Many people run from the change necessary for growth. They aren’t willing to face the task of reformulating some of the assumptions and illusions they have accepted as truth. …We have to live with some illusions but the problem comes when our illusions consistently interfere with growth. …many people avoid the pain of suffering and problems… if we avoid suffering, we avoid growth.”
“Thinking too much is somebody else’s problem.
Although often we do damage to ourselves through simplistic thinking, there are other times when people may seek to damage us for daring to think well.  If we think a great deal and others don’t particularly like it, that is their problem, not ours. If you use your brain, it’s bound to create a problem for others if they are seeking to use, abuse, control you, or keep you dependent or fearful. … If we choose to think for ourselves, we risk being seen as eccentrics or malcontents.  …It can take a lifetime for many people to come to terms with the freedom they truly have to think for themselves… it is a choice.

—Martin Luther King, Jr.
“In acknowledging our freedom to think we need always to remain aware that we can make both wrong and right choices. …with the freedom to think and feel anything also comes the responsibility to discipline our thoughts and feelings.”

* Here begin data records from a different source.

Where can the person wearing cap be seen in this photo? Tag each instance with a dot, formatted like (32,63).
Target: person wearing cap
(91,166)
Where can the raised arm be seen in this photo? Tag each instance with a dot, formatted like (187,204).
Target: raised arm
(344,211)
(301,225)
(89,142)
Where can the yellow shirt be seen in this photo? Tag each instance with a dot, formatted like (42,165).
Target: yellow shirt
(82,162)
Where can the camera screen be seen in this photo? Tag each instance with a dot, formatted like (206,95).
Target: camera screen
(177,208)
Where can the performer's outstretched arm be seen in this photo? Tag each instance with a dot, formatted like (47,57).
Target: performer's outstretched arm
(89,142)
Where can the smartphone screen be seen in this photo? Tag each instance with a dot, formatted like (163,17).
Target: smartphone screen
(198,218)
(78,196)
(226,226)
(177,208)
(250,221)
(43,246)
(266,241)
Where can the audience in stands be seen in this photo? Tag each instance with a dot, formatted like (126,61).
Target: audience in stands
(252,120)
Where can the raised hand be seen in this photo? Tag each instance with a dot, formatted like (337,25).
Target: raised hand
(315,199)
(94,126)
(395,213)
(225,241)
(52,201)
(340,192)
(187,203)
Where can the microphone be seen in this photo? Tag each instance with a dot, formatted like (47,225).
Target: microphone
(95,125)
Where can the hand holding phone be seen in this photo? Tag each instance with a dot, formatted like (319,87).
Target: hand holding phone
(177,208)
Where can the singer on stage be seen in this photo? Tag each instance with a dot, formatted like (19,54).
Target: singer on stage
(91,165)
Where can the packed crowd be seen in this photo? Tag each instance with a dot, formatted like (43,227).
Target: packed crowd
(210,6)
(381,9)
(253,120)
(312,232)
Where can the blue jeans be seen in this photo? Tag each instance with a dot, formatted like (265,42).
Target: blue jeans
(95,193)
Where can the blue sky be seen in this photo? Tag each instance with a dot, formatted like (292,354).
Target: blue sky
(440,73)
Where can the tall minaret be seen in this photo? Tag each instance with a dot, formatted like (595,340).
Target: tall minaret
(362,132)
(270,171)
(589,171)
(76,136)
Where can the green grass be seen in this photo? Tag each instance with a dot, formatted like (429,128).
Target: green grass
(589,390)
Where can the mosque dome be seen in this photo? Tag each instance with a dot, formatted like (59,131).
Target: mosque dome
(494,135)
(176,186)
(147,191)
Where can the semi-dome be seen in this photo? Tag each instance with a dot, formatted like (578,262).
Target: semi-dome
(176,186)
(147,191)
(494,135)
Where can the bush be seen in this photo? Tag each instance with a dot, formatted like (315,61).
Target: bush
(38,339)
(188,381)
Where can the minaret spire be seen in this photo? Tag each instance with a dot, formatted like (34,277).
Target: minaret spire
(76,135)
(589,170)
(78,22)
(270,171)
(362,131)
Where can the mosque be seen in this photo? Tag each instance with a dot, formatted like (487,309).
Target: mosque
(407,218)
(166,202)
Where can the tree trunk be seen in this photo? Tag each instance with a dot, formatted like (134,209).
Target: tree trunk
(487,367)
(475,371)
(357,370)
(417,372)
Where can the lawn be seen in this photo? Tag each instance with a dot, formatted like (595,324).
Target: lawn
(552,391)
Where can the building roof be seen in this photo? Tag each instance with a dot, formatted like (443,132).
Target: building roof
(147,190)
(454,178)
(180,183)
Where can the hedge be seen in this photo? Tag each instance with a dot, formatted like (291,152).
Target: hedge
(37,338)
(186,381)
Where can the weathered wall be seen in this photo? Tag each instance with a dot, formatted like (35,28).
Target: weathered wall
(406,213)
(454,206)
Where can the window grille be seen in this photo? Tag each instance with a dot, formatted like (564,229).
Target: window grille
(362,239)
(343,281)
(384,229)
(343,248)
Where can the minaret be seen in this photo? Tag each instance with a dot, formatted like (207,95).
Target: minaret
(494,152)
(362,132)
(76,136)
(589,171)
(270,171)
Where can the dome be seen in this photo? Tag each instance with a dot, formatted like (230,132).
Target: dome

“Rarely do we find men who willingly engage in hard, solid thinking. There is an almost universal quest for easy answers and half-baked solutions. Nothing pains some people more than having to think.”

—James Allen: “As a Man Thinketh”
“A man is literally what he thinks, his character being the complete sum of all his thoughts. …The outer world of circumstance shapes itself to the inner world of thought, and both pleasant and unpleasant external conditions are factors which make for the ultimate good of the individual. As the reaper of his own harvest, man learns by both suffering and bliss.
A man does not come to the almshouse or the jail by the tyranny of fate of circumstance, but by the pathway of groveling thoughts and base desires. Nor does a pure-minded man fall suddenly into crime by stress of any mere external force; the criminal thought had long been secretly fostered in the heart, and the hour of opportunity revealed its gathered power.
Circumstance does not make the man; it reveals him to himself. No such conditions can exist as descending into vice and its attendant sufferings apart from vicious inclinations, or ascending into virtue and its pure happiness without the continued cultivation of virtuous aspirations. And man, therefore, as the Lord and master of thought, is the maker of himself, the shaper and author of environment.”